Ryan Lachance says Air Canada staff insisted on manually lifting him into a wheelchair after a flight last May. This comes despite his advanced request for the use of an Eagle lifting device, which is a piece of safety equipment that would have been able to help him out of his seat.
“They didn’t want to get it right away because they just kept saying, ‘We got this, this is our job, we know what we are doing,'” Lachance said. “There was a gentleman holding my upper body and the other one holding my legs, and they weren’t communicating properly. I kept telling them I was sliding off the aisle chair, and it took them over an hour and a half by the time they got the Eagle lift — after I fell on the floor.”
Lachance says the drop left him with a bruised back and tailbone and caused him to be bedridden for a few days.

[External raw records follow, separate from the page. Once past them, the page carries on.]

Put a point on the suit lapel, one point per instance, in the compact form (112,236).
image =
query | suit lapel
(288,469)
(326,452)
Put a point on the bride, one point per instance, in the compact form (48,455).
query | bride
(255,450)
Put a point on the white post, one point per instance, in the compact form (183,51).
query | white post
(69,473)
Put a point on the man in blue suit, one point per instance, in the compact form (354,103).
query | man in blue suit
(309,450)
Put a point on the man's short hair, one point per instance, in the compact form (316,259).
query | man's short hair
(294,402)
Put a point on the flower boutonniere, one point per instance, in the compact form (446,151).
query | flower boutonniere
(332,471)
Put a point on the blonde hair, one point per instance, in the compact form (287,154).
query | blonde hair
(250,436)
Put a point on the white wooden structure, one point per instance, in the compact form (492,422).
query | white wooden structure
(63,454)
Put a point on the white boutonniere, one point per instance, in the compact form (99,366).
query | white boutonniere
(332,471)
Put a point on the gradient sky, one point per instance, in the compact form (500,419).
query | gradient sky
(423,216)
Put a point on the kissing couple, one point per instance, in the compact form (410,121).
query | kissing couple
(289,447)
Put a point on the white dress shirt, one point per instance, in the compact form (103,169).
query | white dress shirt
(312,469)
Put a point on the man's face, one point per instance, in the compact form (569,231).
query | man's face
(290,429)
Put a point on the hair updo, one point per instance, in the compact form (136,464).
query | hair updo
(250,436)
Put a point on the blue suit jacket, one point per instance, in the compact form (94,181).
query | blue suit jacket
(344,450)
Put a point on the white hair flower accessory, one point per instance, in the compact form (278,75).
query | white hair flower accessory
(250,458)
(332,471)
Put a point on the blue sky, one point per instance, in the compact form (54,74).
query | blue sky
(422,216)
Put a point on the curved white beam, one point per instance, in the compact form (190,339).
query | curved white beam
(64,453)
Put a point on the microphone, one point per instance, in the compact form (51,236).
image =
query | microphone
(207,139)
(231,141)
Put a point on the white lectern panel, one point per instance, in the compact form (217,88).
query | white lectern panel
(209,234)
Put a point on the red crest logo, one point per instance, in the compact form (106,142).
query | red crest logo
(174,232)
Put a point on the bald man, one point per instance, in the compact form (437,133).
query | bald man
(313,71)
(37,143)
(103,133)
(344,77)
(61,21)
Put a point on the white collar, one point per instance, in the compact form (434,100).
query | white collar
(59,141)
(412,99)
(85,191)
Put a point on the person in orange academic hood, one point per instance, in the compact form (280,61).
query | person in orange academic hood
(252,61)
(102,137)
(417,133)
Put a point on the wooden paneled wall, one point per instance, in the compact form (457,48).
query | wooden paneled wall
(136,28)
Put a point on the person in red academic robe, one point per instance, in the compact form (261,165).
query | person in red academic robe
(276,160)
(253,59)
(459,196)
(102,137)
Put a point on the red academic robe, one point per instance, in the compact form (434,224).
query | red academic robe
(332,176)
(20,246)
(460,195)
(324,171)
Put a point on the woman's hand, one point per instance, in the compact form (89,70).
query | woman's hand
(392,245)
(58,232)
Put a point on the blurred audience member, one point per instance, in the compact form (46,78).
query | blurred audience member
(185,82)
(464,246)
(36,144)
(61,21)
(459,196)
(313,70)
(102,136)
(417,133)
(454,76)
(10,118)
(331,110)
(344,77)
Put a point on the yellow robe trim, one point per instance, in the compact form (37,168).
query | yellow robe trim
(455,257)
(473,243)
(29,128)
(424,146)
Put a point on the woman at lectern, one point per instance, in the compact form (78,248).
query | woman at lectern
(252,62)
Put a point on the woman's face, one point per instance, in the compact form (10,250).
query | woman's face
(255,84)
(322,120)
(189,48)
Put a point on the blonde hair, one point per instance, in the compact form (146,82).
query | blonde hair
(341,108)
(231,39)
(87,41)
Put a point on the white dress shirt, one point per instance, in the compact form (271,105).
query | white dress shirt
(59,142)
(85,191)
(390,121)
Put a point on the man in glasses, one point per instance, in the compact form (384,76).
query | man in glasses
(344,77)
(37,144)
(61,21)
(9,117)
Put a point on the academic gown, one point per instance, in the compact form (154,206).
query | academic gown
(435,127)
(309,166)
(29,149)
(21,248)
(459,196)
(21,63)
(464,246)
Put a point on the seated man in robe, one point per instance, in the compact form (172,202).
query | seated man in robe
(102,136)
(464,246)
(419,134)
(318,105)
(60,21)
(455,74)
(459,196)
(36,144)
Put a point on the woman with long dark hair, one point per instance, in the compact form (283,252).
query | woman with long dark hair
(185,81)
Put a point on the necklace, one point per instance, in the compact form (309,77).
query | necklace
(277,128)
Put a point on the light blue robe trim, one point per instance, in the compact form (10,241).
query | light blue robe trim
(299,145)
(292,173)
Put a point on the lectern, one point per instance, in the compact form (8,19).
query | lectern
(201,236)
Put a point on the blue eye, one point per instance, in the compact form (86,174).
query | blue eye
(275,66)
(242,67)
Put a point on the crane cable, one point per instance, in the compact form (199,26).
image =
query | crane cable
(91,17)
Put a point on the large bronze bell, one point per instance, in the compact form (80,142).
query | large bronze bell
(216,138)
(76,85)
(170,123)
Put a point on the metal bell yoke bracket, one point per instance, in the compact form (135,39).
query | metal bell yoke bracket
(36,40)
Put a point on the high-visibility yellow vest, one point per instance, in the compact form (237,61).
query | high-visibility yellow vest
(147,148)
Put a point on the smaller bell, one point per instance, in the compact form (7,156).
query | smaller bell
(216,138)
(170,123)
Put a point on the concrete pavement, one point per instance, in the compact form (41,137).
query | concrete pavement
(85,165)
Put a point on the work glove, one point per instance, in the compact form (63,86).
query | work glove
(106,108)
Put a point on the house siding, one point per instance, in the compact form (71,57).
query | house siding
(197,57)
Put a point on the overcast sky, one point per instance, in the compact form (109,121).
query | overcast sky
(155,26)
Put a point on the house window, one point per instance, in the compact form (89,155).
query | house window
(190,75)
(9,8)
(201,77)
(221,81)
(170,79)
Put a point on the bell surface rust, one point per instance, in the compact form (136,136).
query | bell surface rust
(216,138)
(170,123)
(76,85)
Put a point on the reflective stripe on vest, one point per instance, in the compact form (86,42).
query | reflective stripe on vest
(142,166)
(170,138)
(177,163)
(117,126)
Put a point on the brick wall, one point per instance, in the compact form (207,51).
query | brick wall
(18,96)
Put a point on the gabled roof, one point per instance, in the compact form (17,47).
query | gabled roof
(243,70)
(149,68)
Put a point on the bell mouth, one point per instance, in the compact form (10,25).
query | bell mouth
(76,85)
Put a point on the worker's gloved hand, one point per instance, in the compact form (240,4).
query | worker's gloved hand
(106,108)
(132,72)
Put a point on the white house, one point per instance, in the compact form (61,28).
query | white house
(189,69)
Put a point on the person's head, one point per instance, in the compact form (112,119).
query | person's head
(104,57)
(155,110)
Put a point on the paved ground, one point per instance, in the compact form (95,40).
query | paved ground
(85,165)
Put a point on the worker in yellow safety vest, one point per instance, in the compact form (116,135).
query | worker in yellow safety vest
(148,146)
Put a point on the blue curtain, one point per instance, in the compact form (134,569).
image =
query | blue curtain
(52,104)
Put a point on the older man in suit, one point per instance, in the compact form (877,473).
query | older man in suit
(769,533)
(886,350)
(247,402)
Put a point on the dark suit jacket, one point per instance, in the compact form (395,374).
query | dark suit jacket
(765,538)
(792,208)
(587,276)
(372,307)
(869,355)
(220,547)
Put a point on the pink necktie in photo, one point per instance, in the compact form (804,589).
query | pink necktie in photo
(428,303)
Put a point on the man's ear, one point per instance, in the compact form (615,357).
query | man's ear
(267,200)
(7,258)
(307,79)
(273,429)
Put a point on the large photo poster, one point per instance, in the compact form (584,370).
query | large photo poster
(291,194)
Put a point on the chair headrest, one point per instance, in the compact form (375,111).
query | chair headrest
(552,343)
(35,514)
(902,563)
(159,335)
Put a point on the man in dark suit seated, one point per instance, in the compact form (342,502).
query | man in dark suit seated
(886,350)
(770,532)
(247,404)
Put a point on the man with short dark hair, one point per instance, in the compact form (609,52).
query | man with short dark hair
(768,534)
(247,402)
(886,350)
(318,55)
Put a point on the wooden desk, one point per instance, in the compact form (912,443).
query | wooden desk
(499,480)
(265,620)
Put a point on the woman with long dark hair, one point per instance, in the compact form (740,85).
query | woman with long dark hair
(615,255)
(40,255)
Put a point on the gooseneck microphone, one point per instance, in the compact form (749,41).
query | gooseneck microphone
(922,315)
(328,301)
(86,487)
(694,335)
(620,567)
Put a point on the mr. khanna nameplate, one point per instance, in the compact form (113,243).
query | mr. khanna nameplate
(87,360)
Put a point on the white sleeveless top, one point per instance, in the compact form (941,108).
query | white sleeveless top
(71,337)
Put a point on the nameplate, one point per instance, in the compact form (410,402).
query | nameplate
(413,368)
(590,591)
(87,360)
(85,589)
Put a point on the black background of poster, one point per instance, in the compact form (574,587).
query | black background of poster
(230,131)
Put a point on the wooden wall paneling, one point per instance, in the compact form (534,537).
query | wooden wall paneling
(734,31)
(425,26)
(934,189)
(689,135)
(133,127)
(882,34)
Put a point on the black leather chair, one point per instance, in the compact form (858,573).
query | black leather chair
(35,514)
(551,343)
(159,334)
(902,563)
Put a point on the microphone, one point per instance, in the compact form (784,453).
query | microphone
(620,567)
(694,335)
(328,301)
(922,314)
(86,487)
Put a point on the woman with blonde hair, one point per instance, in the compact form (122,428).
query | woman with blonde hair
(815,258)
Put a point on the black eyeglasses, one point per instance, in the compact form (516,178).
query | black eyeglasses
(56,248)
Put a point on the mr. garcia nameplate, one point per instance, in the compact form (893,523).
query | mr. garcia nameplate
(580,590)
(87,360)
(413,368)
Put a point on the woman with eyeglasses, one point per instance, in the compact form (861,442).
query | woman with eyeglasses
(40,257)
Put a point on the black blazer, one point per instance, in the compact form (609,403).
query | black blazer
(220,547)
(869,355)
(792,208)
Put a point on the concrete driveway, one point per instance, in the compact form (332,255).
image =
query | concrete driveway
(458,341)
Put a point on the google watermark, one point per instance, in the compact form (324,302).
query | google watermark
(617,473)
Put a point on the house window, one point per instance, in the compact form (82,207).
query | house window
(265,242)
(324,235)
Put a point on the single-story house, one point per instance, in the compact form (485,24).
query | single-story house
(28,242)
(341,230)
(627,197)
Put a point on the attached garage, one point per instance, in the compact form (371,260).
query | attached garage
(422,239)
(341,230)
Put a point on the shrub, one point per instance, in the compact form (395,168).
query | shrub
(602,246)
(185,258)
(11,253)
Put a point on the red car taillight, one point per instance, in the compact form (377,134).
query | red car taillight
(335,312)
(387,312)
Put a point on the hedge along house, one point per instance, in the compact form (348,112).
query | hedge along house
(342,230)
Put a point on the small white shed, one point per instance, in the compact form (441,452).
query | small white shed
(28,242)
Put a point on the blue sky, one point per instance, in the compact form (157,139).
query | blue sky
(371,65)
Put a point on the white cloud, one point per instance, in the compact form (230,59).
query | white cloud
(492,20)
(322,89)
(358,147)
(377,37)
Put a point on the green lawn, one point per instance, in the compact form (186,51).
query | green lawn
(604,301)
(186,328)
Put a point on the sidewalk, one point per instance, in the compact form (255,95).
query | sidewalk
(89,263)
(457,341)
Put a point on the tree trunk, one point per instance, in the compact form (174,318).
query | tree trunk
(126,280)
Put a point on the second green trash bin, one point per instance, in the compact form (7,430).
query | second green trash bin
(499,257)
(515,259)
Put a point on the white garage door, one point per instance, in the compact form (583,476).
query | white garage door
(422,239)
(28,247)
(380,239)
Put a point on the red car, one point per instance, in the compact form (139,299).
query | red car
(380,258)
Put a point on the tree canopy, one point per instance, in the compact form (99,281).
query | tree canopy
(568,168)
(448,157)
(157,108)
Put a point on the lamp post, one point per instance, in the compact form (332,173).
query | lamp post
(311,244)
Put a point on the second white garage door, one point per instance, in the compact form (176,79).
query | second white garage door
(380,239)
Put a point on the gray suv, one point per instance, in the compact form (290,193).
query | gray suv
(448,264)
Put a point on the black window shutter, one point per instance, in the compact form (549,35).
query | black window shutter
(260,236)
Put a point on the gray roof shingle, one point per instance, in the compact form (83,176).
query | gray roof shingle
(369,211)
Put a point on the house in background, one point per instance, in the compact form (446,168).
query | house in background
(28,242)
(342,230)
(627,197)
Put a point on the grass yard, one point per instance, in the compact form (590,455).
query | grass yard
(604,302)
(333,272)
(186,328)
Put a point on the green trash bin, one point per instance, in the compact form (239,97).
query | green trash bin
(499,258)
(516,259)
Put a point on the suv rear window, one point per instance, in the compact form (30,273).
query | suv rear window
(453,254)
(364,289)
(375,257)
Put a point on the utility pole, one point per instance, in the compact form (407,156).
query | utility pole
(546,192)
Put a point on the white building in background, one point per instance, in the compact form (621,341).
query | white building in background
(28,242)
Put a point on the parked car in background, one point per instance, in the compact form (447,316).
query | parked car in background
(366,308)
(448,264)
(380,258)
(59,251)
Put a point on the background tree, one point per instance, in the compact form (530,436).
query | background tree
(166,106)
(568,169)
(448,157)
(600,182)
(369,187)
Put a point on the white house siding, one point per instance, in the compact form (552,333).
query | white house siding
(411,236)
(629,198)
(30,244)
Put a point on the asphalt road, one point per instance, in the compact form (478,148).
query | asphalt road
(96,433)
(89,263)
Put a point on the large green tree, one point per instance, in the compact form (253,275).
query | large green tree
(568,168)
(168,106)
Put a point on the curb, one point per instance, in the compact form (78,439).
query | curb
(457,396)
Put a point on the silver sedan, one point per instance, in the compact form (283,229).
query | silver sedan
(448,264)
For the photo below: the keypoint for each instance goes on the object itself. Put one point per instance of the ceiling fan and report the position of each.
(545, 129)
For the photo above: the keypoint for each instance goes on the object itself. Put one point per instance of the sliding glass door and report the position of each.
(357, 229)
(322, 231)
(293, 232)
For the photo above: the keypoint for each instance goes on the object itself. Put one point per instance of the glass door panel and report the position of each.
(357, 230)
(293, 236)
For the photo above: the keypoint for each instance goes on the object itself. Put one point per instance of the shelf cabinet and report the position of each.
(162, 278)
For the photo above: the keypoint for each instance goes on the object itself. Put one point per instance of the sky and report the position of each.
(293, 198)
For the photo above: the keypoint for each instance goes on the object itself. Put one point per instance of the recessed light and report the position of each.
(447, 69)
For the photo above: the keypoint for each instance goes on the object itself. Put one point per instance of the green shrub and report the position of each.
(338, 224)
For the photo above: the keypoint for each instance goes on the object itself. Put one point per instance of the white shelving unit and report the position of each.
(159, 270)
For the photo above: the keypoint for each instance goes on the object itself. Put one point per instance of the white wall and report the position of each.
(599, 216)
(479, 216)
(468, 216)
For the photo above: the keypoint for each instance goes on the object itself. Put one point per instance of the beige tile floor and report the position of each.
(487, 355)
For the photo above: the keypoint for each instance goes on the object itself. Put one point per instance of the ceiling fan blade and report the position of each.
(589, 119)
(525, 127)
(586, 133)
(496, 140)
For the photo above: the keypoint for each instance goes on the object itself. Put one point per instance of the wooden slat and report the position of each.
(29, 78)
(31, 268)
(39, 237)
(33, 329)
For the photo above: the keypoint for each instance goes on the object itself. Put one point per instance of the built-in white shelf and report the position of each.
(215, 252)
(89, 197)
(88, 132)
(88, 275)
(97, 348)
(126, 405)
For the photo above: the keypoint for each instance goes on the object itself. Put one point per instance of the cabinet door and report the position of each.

“If this is happening to me how many other people is this happening to?” Lachance asked.
He says he was dropped by Air Canada staff in a separate incident last November. After that happened, the airline gave him a $500 flight voucher. After it happened again in May, he didn’t accept the offered voucher.
“It was an insult and a slap to the face,” he said. “And I’m really gun-shy to use Air Canada because I’ve been dropped so many times.”
The Minister of Transportation has summoned the airline to Ottawa next week to meet with the minister of diversity, inclusion, and persons with disabilities. This comes after multiple other incidents involving Air Canada and negative passenger experiences with accessibility.
Lachance says he has to travel a lot for work, so he would like to see airline staff properly trained in how to use equipment to help passengers with disabilities.
“What the airline is doing is relying on their ramp staff and the guys that move luggage around,” he said. “I’m not human cargo. I’m a person.”
CityNews has reached out to Air Canada for comment, but has not heard back.